FreeRTOS+TCP crashing on Cortex M4F and possible bug (MSP432E401Y)

I’m working with an MSP432E401Y processor development kit (MSP-EXP432E401Y) from Texas Instruments. The processor is an Arm Cortex M4F. The core FreeRTOSv202012.00 works well adapted from a TI sample project, and I’ve written an Ethernet driver for the board that can send and receive packets. The Ethernet interrupts work and I’ve verified with a debugger that none of the FreeRTOS Assert traps are causing entry into an infinite debugging loop. The processor speed is 120 MHz and is clocked from the default 25 MHz crystal. The compiler is the CCS TI compiler, not gcc.

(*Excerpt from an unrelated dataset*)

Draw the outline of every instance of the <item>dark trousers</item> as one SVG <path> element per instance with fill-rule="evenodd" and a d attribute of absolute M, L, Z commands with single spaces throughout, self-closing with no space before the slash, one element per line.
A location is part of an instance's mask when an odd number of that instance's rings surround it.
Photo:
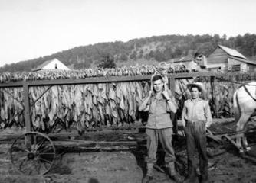
<path fill-rule="evenodd" d="M 196 175 L 196 149 L 199 156 L 200 173 L 203 178 L 208 178 L 208 159 L 206 154 L 206 130 L 202 121 L 187 123 L 184 128 L 186 136 L 189 178 Z"/>
<path fill-rule="evenodd" d="M 174 149 L 172 145 L 172 128 L 149 129 L 146 130 L 147 135 L 146 147 L 148 156 L 146 158 L 147 163 L 153 163 L 156 161 L 156 152 L 158 141 L 159 140 L 162 149 L 166 152 L 165 162 L 169 163 L 175 161 Z"/>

However, once the prvIPTask is started, and a few seconds after the xSendEventStructToIPTask() is called, the processor crashes. After commenting out the xSendEventStructToIPTask(), the processor still continues to run. I’ve also set up another task to blink an LED and the LED stops blinking when the processor crashes. The debugger loses contact with the processor. I think that the stack size is adequate for this processor and to ensure that the task can run. Here are the defines being used. heap_4.c is being used along with BufferAllocation_2.c.

#define ipconfigIP_TASK_STACK_SIZE_WORDS ( configMINIMAL_STACK_SIZE * 100 )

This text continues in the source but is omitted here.